El Centro Nacional de Difusión Musical y la Orquesta y Coro Nacionales de España (en siglas, CNDM y OCNE) han puesto en marcha sus respectivas temporadas en un fin de semana de polifonías. En realidad, el CNDM se había estrenado ya unos días antes en el Festival de Malpartida, el asombroso Museo Volstell, donde el arte conceptual convive con las peñas y encinas de Cáceres, pero este sábado lo que sonó fue la polifonía del gran Sebastián de Vivanco, abulense como Tomás Luis de Victoria, niño cantor como él y autor luego de maravillosa música.
La oímos en la Catedral Vieja de Salamanca, ante el gran retablo mayor que constituye él mismo una sorprendente pieza de polifonía visual: la historia sagrada contada en cinco filas de pinturas, en total más de 50 tablas entre góticas y renacentistas que se van elevando y superponiendo hasta confluir arriba en un gran juicio final, un dies irae luminoso, ordenadito y no muy iracundo.

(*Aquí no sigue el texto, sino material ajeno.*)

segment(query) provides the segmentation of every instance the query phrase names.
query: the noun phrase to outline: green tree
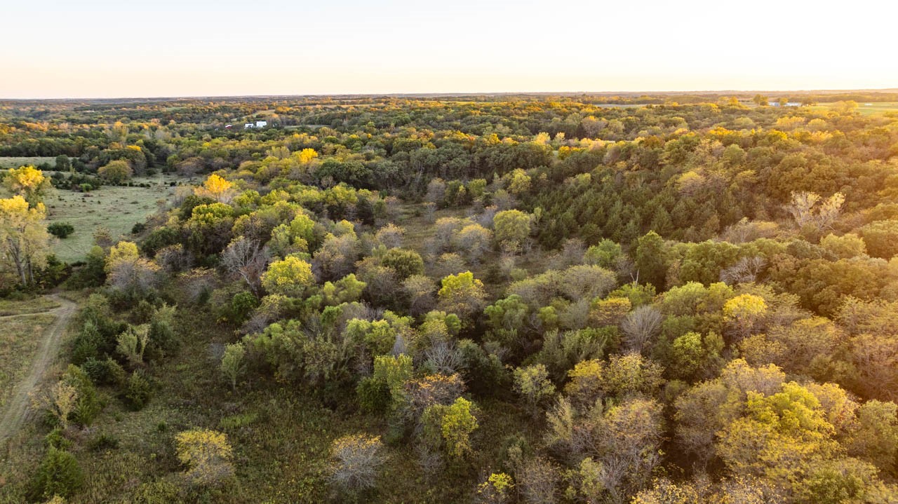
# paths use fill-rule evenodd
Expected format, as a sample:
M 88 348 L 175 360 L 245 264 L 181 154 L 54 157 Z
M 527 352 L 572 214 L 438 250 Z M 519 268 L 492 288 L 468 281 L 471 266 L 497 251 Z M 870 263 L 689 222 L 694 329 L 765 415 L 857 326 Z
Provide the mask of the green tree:
M 222 356 L 222 373 L 231 382 L 231 388 L 237 389 L 237 378 L 243 369 L 243 360 L 246 356 L 246 348 L 243 343 L 237 342 L 224 346 L 224 354 Z
M 665 290 L 668 248 L 656 232 L 649 231 L 636 241 L 633 260 L 639 282 L 651 283 L 660 291 Z
M 399 280 L 424 274 L 424 259 L 414 250 L 391 248 L 381 257 L 381 264 L 396 271 Z
M 58 495 L 71 497 L 84 484 L 84 475 L 75 456 L 50 447 L 34 472 L 29 497 L 32 500 Z
M 131 176 L 134 175 L 134 169 L 131 169 L 131 164 L 127 161 L 115 160 L 100 167 L 97 175 L 112 184 L 122 184 L 131 178 Z
M 515 391 L 535 415 L 539 405 L 555 394 L 555 384 L 544 365 L 534 364 L 515 369 Z
M 530 215 L 520 210 L 505 210 L 493 217 L 493 227 L 499 245 L 517 249 L 530 236 Z

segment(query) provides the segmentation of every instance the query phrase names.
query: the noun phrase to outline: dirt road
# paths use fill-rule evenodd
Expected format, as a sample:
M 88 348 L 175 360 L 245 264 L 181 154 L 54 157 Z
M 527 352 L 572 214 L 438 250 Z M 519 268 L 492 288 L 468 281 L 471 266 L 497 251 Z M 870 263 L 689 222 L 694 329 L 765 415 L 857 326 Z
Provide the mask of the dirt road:
M 28 413 L 30 404 L 30 394 L 36 389 L 38 384 L 43 379 L 49 368 L 59 353 L 59 345 L 62 344 L 63 335 L 66 334 L 66 327 L 68 326 L 69 320 L 75 313 L 77 305 L 64 300 L 56 294 L 49 296 L 53 300 L 59 303 L 58 308 L 42 313 L 52 313 L 56 315 L 56 320 L 47 328 L 43 335 L 40 345 L 31 361 L 31 368 L 28 370 L 25 378 L 15 386 L 13 395 L 10 397 L 6 407 L 0 412 L 0 443 L 19 430 L 25 415 Z M 34 315 L 34 314 L 31 314 Z M 22 317 L 13 315 L 10 317 Z M 4 317 L 0 317 L 2 319 Z

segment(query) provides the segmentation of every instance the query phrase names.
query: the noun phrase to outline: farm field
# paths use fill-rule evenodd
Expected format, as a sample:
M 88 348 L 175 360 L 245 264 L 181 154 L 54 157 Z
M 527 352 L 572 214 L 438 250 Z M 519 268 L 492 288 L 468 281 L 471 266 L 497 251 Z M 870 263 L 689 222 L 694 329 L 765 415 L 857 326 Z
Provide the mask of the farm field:
M 131 228 L 156 211 L 158 200 L 168 200 L 174 191 L 172 176 L 136 178 L 135 183 L 150 187 L 104 186 L 90 193 L 57 190 L 46 200 L 48 222 L 68 222 L 75 232 L 57 239 L 53 252 L 66 262 L 84 259 L 93 245 L 93 232 L 103 226 L 113 239 L 129 235 Z

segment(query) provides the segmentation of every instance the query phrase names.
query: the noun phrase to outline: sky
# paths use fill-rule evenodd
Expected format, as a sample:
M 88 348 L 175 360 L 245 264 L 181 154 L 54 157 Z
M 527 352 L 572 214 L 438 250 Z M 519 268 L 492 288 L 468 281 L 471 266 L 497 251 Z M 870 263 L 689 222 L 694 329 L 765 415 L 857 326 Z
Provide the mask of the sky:
M 898 87 L 898 3 L 0 0 L 2 98 Z

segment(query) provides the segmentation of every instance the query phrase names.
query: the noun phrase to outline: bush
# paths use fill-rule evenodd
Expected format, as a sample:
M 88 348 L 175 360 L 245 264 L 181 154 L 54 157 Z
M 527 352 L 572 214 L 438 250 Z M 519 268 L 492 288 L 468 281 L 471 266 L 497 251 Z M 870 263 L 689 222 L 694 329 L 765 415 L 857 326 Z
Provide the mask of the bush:
M 109 434 L 101 434 L 88 442 L 92 451 L 114 450 L 119 448 L 119 439 Z
M 150 402 L 153 385 L 140 370 L 131 373 L 125 386 L 125 404 L 133 411 L 140 411 Z
M 350 495 L 374 488 L 377 470 L 383 463 L 383 448 L 378 436 L 356 434 L 334 440 L 330 448 L 335 459 L 331 481 Z
M 47 226 L 47 231 L 57 238 L 65 239 L 75 232 L 75 226 L 68 222 L 53 222 Z
M 383 413 L 390 405 L 390 387 L 383 380 L 365 378 L 356 387 L 358 404 L 363 410 Z
M 75 456 L 50 448 L 31 479 L 28 497 L 31 500 L 49 499 L 55 495 L 67 498 L 80 491 L 84 484 L 84 475 Z

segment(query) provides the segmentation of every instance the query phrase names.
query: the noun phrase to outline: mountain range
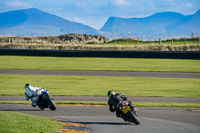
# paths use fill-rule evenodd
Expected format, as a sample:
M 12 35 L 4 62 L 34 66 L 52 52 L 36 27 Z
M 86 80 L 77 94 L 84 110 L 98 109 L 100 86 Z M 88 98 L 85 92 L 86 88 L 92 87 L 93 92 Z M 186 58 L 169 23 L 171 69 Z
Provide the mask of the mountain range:
M 114 36 L 156 38 L 200 35 L 200 10 L 193 15 L 156 13 L 145 18 L 110 17 L 100 29 Z
M 200 10 L 192 15 L 156 13 L 144 18 L 110 17 L 100 29 L 72 22 L 36 8 L 0 13 L 0 35 L 44 36 L 68 33 L 101 34 L 140 39 L 200 35 Z
M 98 30 L 36 8 L 0 13 L 0 35 L 41 36 L 67 33 L 98 34 Z

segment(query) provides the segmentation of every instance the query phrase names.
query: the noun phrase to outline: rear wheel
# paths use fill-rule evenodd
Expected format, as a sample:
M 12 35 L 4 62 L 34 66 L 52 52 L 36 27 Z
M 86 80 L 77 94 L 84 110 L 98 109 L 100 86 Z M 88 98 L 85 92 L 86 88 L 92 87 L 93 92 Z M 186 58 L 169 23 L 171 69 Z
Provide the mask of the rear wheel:
M 51 100 L 50 97 L 48 97 L 48 101 L 49 101 L 49 104 L 50 104 L 49 108 L 50 108 L 52 111 L 55 111 L 55 110 L 56 110 L 56 104 L 54 103 L 54 101 Z
M 38 106 L 41 110 L 44 110 L 44 107 L 42 107 L 42 106 Z
M 129 119 L 134 122 L 136 125 L 139 125 L 140 124 L 140 121 L 138 119 L 138 117 L 132 112 L 132 111 L 129 111 L 127 113 Z

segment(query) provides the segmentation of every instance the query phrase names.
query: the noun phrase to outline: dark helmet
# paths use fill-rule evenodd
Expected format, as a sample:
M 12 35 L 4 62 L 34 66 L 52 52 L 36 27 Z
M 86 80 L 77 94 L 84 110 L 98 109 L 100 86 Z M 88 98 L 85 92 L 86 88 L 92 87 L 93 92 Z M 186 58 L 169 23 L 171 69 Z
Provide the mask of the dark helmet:
M 108 91 L 108 97 L 111 97 L 112 95 L 115 95 L 115 92 L 113 90 Z
M 29 87 L 29 86 L 31 86 L 31 84 L 29 84 L 29 83 L 25 84 L 25 89 L 26 89 L 26 87 Z

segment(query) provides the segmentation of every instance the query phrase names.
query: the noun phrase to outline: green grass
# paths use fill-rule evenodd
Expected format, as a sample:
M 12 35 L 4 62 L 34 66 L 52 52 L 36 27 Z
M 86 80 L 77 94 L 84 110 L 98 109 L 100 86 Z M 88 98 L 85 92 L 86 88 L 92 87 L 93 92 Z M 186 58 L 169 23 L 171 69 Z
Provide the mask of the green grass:
M 198 45 L 200 42 L 198 38 L 188 38 L 188 39 L 169 39 L 169 40 L 161 40 L 161 45 L 171 46 L 173 45 Z M 160 41 L 138 41 L 129 39 L 113 39 L 110 42 L 105 43 L 105 45 L 160 45 Z
M 106 96 L 108 90 L 115 90 L 138 97 L 200 97 L 199 79 L 7 74 L 0 74 L 0 95 L 24 95 L 27 82 L 51 95 Z
M 200 72 L 199 60 L 0 56 L 0 69 Z
M 0 111 L 0 133 L 52 133 L 63 125 L 48 118 Z

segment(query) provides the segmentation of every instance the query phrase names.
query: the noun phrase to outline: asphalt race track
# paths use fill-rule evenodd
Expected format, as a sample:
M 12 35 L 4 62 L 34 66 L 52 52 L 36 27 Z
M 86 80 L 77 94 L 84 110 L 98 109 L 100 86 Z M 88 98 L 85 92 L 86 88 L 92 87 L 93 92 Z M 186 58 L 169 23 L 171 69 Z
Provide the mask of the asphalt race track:
M 200 113 L 181 108 L 138 108 L 141 124 L 129 124 L 108 111 L 106 106 L 57 106 L 56 111 L 30 105 L 0 104 L 2 111 L 17 111 L 61 118 L 89 126 L 92 133 L 199 133 Z M 197 109 L 196 109 L 197 110 Z M 198 109 L 200 110 L 200 109 Z
M 36 70 L 0 70 L 0 74 L 33 74 L 33 75 L 56 75 L 60 71 L 36 71 Z M 83 71 L 66 71 L 75 75 L 84 76 Z M 46 73 L 46 74 L 45 74 Z M 61 71 L 60 73 L 63 73 Z M 82 73 L 80 75 L 80 73 Z M 112 73 L 112 74 L 111 74 Z M 85 76 L 135 76 L 137 77 L 172 77 L 172 78 L 200 78 L 198 73 L 157 73 L 157 72 L 96 72 L 89 71 Z M 120 73 L 120 74 L 119 74 Z M 99 75 L 101 74 L 101 75 Z M 105 75 L 104 75 L 105 74 Z M 118 75 L 119 74 L 119 75 Z M 62 75 L 62 74 L 61 74 Z M 149 76 L 148 76 L 149 75 Z M 53 97 L 54 98 L 54 97 Z M 55 97 L 55 100 L 87 100 L 89 97 Z M 0 100 L 22 100 L 25 98 L 16 96 L 1 96 Z M 134 98 L 136 101 L 161 101 L 161 102 L 189 102 L 199 103 L 200 98 Z M 93 97 L 95 101 L 105 101 L 106 97 Z M 117 118 L 109 112 L 107 106 L 57 106 L 56 111 L 31 107 L 23 104 L 0 104 L 1 111 L 17 111 L 28 114 L 35 114 L 44 117 L 61 118 L 68 122 L 86 124 L 92 133 L 199 133 L 200 131 L 200 108 L 153 108 L 140 107 L 138 115 L 141 124 L 129 124 Z

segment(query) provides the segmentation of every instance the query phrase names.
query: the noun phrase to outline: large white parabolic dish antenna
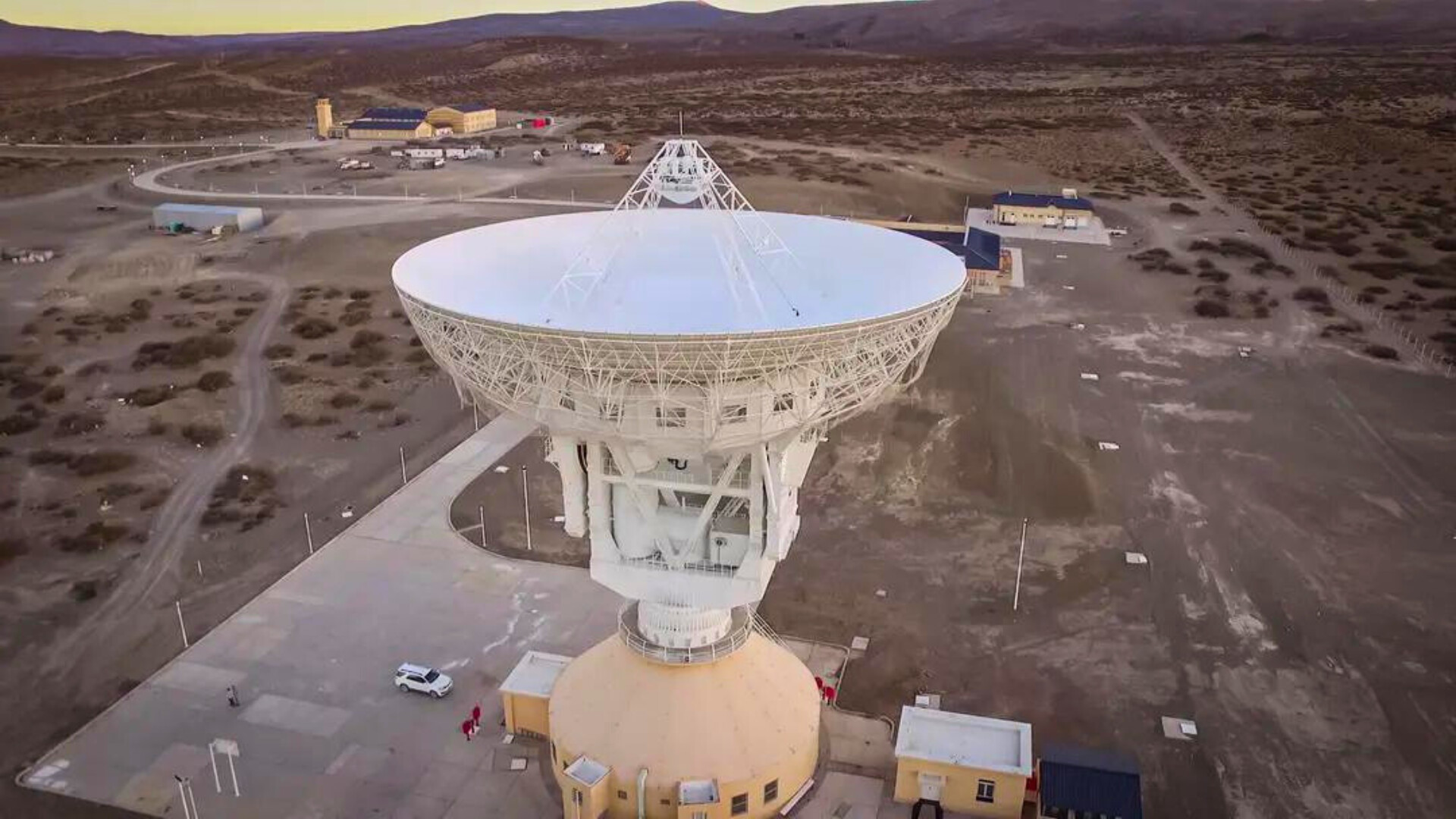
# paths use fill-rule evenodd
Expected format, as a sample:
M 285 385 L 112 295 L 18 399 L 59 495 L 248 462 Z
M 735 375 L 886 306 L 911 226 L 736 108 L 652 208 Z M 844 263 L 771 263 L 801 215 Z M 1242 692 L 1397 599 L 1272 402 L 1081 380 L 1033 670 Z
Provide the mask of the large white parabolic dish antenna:
M 550 431 L 566 530 L 590 529 L 593 577 L 641 602 L 636 644 L 692 653 L 763 596 L 820 436 L 920 375 L 965 268 L 891 230 L 759 213 L 670 140 L 613 211 L 443 236 L 393 278 L 463 395 Z

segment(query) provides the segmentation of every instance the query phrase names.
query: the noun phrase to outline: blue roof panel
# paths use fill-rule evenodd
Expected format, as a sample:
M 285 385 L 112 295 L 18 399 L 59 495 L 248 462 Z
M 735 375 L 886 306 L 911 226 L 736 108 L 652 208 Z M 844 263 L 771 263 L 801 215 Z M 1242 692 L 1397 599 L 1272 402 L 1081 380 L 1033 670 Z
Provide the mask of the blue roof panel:
M 1092 210 L 1091 200 L 1082 197 L 1056 197 L 1051 194 L 1016 194 L 1006 191 L 992 197 L 992 204 L 1012 207 L 1060 207 L 1063 210 Z
M 176 213 L 227 213 L 227 214 L 239 214 L 239 213 L 250 213 L 250 211 L 261 210 L 261 208 L 256 208 L 256 207 L 242 207 L 242 205 L 202 205 L 202 204 L 188 204 L 188 203 L 162 203 L 162 204 L 157 205 L 157 210 L 170 210 L 170 211 L 176 211 Z
M 360 119 L 424 119 L 422 108 L 365 108 Z
M 1047 745 L 1041 751 L 1041 804 L 1143 819 L 1143 781 L 1137 761 L 1112 751 Z

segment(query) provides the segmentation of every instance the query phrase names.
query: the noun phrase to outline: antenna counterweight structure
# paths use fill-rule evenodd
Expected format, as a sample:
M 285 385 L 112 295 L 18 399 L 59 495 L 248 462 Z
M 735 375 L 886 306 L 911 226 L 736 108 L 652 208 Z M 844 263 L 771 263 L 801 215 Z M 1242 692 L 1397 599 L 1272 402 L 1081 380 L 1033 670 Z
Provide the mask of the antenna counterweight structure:
M 601 222 L 597 233 L 572 259 L 552 289 L 550 299 L 561 300 L 568 309 L 590 309 L 591 294 L 610 275 L 622 245 L 641 240 L 636 220 L 628 214 L 657 210 L 664 207 L 664 200 L 667 207 L 693 205 L 725 217 L 713 227 L 724 274 L 741 309 L 753 307 L 763 313 L 761 281 L 767 284 L 770 297 L 783 299 L 798 313 L 779 286 L 779 277 L 792 275 L 798 259 L 702 143 L 687 138 L 667 140 L 658 149 L 617 200 L 613 216 Z
M 441 271 L 486 249 L 529 268 Z M 919 377 L 964 265 L 887 230 L 760 213 L 678 138 L 610 213 L 446 236 L 395 281 L 462 393 L 546 428 L 565 529 L 632 600 L 622 640 L 700 663 L 743 644 L 824 433 Z

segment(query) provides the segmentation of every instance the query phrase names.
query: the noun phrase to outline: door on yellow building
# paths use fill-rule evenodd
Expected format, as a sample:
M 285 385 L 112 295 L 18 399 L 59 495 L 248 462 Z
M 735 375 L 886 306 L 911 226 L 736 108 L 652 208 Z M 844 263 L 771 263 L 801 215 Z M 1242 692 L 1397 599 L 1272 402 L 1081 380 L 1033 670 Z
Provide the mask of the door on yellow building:
M 941 791 L 945 788 L 945 777 L 941 774 L 920 774 L 920 799 L 941 802 Z

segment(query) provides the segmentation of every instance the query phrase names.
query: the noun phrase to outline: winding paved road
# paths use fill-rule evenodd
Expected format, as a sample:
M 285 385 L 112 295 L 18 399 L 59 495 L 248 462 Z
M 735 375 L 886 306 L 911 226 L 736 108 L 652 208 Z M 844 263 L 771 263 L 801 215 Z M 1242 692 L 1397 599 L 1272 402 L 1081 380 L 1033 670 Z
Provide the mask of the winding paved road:
M 248 156 L 258 156 L 264 153 L 274 153 L 280 150 L 306 150 L 312 147 L 319 147 L 314 140 L 297 141 L 297 143 L 278 143 L 275 146 L 250 150 L 246 153 L 229 153 L 224 156 L 204 156 L 202 159 L 191 159 L 188 162 L 179 162 L 176 165 L 167 165 L 166 168 L 154 168 L 144 173 L 138 173 L 131 178 L 131 184 L 153 194 L 167 194 L 173 197 L 191 197 L 202 200 L 272 200 L 272 201 L 328 201 L 338 204 L 355 204 L 355 203 L 431 203 L 431 201 L 450 201 L 450 203 L 476 203 L 476 204 L 513 204 L 513 205 L 542 205 L 542 207 L 574 207 L 582 210 L 601 210 L 610 208 L 616 203 L 594 203 L 585 200 L 530 200 L 530 198 L 513 198 L 513 197 L 406 197 L 399 194 L 365 194 L 354 197 L 338 197 L 333 194 L 249 194 L 245 191 L 189 191 L 185 188 L 173 188 L 162 181 L 163 173 L 170 173 L 182 168 L 192 168 L 197 165 L 207 165 L 210 162 L 224 162 L 243 159 Z

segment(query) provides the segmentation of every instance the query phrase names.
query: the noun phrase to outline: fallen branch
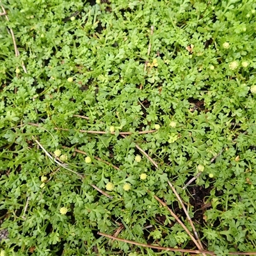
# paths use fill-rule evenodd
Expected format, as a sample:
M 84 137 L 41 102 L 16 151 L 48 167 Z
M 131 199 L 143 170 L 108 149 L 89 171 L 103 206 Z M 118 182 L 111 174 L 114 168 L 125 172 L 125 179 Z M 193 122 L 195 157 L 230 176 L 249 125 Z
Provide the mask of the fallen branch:
M 154 33 L 154 26 L 151 26 L 151 31 L 150 31 L 151 36 L 153 35 L 153 33 Z M 150 40 L 151 40 L 151 38 L 149 39 L 149 44 L 148 44 L 148 56 L 150 54 L 150 51 L 151 51 Z M 147 70 L 147 65 L 148 63 L 148 61 L 147 61 L 147 60 L 145 62 L 144 71 L 146 71 L 146 70 Z
M 53 161 L 54 162 L 55 162 L 56 164 L 58 164 L 58 165 L 60 165 L 60 166 L 63 167 L 64 169 L 67 170 L 68 171 L 76 174 L 78 177 L 79 177 L 79 178 L 81 180 L 83 180 L 85 177 L 85 175 L 81 175 L 81 173 L 79 173 L 78 172 L 74 172 L 72 170 L 67 168 L 66 166 L 66 164 L 64 164 L 60 162 L 59 162 L 58 161 L 57 161 L 55 158 L 54 158 L 46 150 L 45 148 L 40 144 L 40 143 L 37 140 L 35 140 L 34 138 L 35 141 L 36 141 L 36 143 L 37 143 L 37 145 L 42 149 L 42 150 L 46 154 L 46 155 L 48 156 L 48 157 L 50 158 L 50 159 L 51 159 L 52 161 Z M 102 190 L 101 190 L 100 189 L 99 189 L 98 187 L 97 187 L 95 185 L 93 184 L 90 184 L 92 187 L 93 187 L 93 188 L 95 188 L 96 190 L 97 190 L 99 192 L 100 192 L 100 193 L 102 193 L 102 195 L 104 195 L 106 196 L 108 196 L 109 198 L 113 198 L 113 196 L 110 196 L 109 195 L 107 194 L 106 192 L 103 191 Z
M 127 239 L 124 239 L 122 238 L 116 237 L 115 237 L 113 236 L 108 235 L 108 234 L 101 233 L 100 232 L 98 232 L 98 235 L 102 236 L 104 236 L 104 237 L 108 237 L 108 238 L 110 238 L 111 239 L 119 241 L 120 242 L 126 243 L 131 244 L 134 244 L 134 245 L 137 245 L 138 246 L 141 246 L 141 247 L 146 247 L 146 248 L 152 248 L 152 249 L 162 250 L 163 251 L 188 252 L 188 253 L 196 253 L 196 254 L 207 253 L 207 254 L 209 254 L 209 255 L 215 255 L 215 253 L 214 253 L 214 252 L 202 251 L 200 250 L 188 250 L 188 249 L 182 249 L 182 248 L 171 248 L 171 247 L 163 247 L 163 246 L 156 246 L 156 245 L 141 244 L 140 243 L 135 242 L 135 241 L 133 241 L 127 240 Z M 256 253 L 255 253 L 255 254 L 256 254 Z
M 189 236 L 190 238 L 194 242 L 197 248 L 200 248 L 200 246 L 197 242 L 197 241 L 195 239 L 195 237 L 192 236 L 190 231 L 188 229 L 188 228 L 183 224 L 182 221 L 179 218 L 179 217 L 168 207 L 166 204 L 163 202 L 160 198 L 159 198 L 157 196 L 154 195 L 154 197 L 164 207 L 166 207 L 167 209 L 169 211 L 171 215 L 179 222 L 179 223 L 182 227 L 184 230 L 187 232 L 187 234 Z
M 1 3 L 1 1 L 0 1 L 0 3 Z M 4 7 L 2 4 L 1 4 L 1 8 L 2 8 L 2 10 L 3 10 L 3 13 L 1 13 L 1 15 L 4 15 L 5 18 L 6 19 L 6 20 L 8 21 L 10 21 L 9 18 L 7 16 L 6 11 L 5 10 Z M 20 52 L 19 52 L 19 51 L 18 50 L 18 47 L 17 47 L 15 36 L 14 36 L 14 33 L 13 33 L 13 31 L 12 30 L 12 28 L 9 28 L 9 29 L 10 29 L 10 32 L 11 33 L 11 35 L 12 35 L 12 40 L 13 42 L 14 51 L 15 52 L 15 56 L 18 57 L 20 55 Z M 26 67 L 25 67 L 23 61 L 22 61 L 22 67 L 24 72 L 26 74 L 28 74 L 27 69 L 26 68 Z
M 68 148 L 68 147 L 66 147 L 66 146 L 62 146 L 62 147 L 63 148 Z M 76 152 L 77 153 L 83 154 L 83 155 L 85 155 L 85 156 L 88 155 L 86 152 L 83 151 L 83 150 L 80 150 L 79 149 L 74 148 L 74 150 L 75 150 L 75 152 Z M 114 164 L 108 162 L 106 160 L 103 160 L 103 159 L 102 159 L 101 158 L 100 158 L 100 157 L 99 157 L 97 156 L 93 156 L 93 157 L 95 159 L 99 161 L 100 162 L 102 162 L 102 163 L 108 164 L 108 165 L 109 165 L 109 166 L 112 166 L 113 168 L 117 170 L 118 171 L 121 171 L 121 170 L 118 167 L 117 167 L 117 166 L 115 166 Z
M 187 211 L 187 209 L 186 209 L 185 205 L 184 205 L 182 200 L 181 200 L 180 196 L 179 196 L 179 194 L 177 193 L 177 192 L 175 188 L 173 187 L 173 186 L 172 185 L 172 184 L 171 183 L 171 182 L 170 182 L 170 180 L 168 180 L 168 183 L 169 186 L 171 187 L 171 188 L 172 188 L 172 191 L 173 191 L 174 194 L 175 195 L 176 197 L 177 198 L 179 202 L 180 202 L 180 205 L 181 205 L 181 206 L 182 206 L 182 209 L 183 209 L 183 211 L 184 211 L 184 212 L 185 212 L 185 214 L 186 214 L 186 216 L 187 216 L 188 220 L 189 221 L 189 224 L 190 224 L 190 225 L 191 226 L 192 230 L 193 230 L 193 232 L 194 232 L 194 234 L 195 234 L 195 237 L 196 237 L 196 241 L 197 241 L 197 243 L 198 243 L 198 244 L 200 245 L 198 249 L 199 249 L 199 250 L 204 250 L 204 246 L 203 246 L 203 245 L 202 245 L 202 243 L 201 243 L 201 241 L 200 241 L 200 239 L 199 239 L 198 235 L 197 232 L 196 232 L 196 228 L 195 228 L 195 226 L 194 226 L 194 224 L 193 224 L 193 221 L 192 221 L 192 220 L 191 220 L 191 218 L 190 218 L 189 214 L 188 214 L 188 211 Z M 204 255 L 204 256 L 205 256 L 205 253 L 203 253 L 203 255 Z
M 126 138 L 123 134 L 121 136 L 124 138 Z M 135 147 L 156 167 L 158 168 L 157 164 L 137 144 L 136 144 Z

Este espacio, que Vivanco gobernó en su día en calidad de maestro de capilla, ha vuelto a llenarse de su música por obra de Michael Noone como investigador y recuperador, de su Ensemble Plus Ultra dirigido en esta ocasión por David Martin, de La Danserye, con sus cromornos, sacabuches, bajoncillos y un catálogo entero de flautas de pico, y de la Schola Antiqua que, dirigida por Juan Carlos Asensio, aportó el canto llano. Tres de las piezas eran recuperaciones de Noone, estreno en nuestro tiempo. Además, con motivo del 400.º aniversario de la muerte de Vivanco, la propia Catedral de Salamanca ha anunciado la edición de esta música en CD, en sello propio.
En Vivanco, la emoción es más implícita que en Victoria, Lobo o Morales. Llega a nuestro oído un poco velada, como a través de la celosía de un contrapunto virtuosístico, lo que en ocasiones produce un efecto aún mayor. Son admirables sus alardes a ocho y más voces, pero aún más lo son los momentos de recogimiento, como el Quis dabit a cinco o el Benedictus a tres de la Missa Beata Maria Virgine in sabbato, que oímos casi entera.
Al día siguiente, David Afkham, las cantantes Jenny Daviet y Barbara Kozelj y la Orquesta y Coro Nacionales, complementado este por el de la Comunidad de Madrid y la Sociedad Coral de Bilbao, nos sirvieron soberbiamente la segunda ración de rica polifonía: el Réquiem de György Ligeti. La polifonía es un buen vehículo de la experiencia mística. No sé si por eso polifonistas y poetas místicos compartieron criadero en Ávila.
La cuestión es: ¿puede haber un misticismo laico, descreído? Creo que sí, porque los extremos se tocan y la elevación extática puede conducirnos al mismo destino que la profundización materialista cuando ambas se llevan hasta el final. Cielo y nirvana no están tan alejados y la fusión última, sea con el Amado, con el universo o con la nada, no deja de ser fusión. Cuando Ligeti pone música al réquiem, no es un judío acercándose al cristianismo, como Mendelssohn o Mahler, sino un escéptico apoyándose en una formulación poética clásica del miedo a la muerte, el suyo y el de sus congéneres, religiosos o no.
Es sobrecogedora su forma de estirar al máximo el ideal de la polifonía: no cuatro voces ni ocho, ni las cuarenta de Thomas Tallis, sino infinitas. El resultado de sus construcciones no es una trenza de varias hebras, sino una curva única, producto de la fusión de infinitos ángulos, una superficie que vibra con el temblor de sus mil componentes. Como dice Irene de Juan en las notas, Ligeti nos transmite "el murmullo de lo inexplicable".
Además de este Réquiem, la magnífica temporada que ha preparado la OCNE para este curso ofrece tres de las formulaciones sinfónicas que Ligeti dio a esta idea polifónica suya: Atmósferas, Lontano y Ramificaciones. Con la magistral interpretación del Réquiem, y de la Sinfonía Alpina de Strauss que lo acompañaba (y que, por cierto, empieza con una fascinante superficie de cuerdas), Afkham y la OCNE nos están invitando a oírlas todas.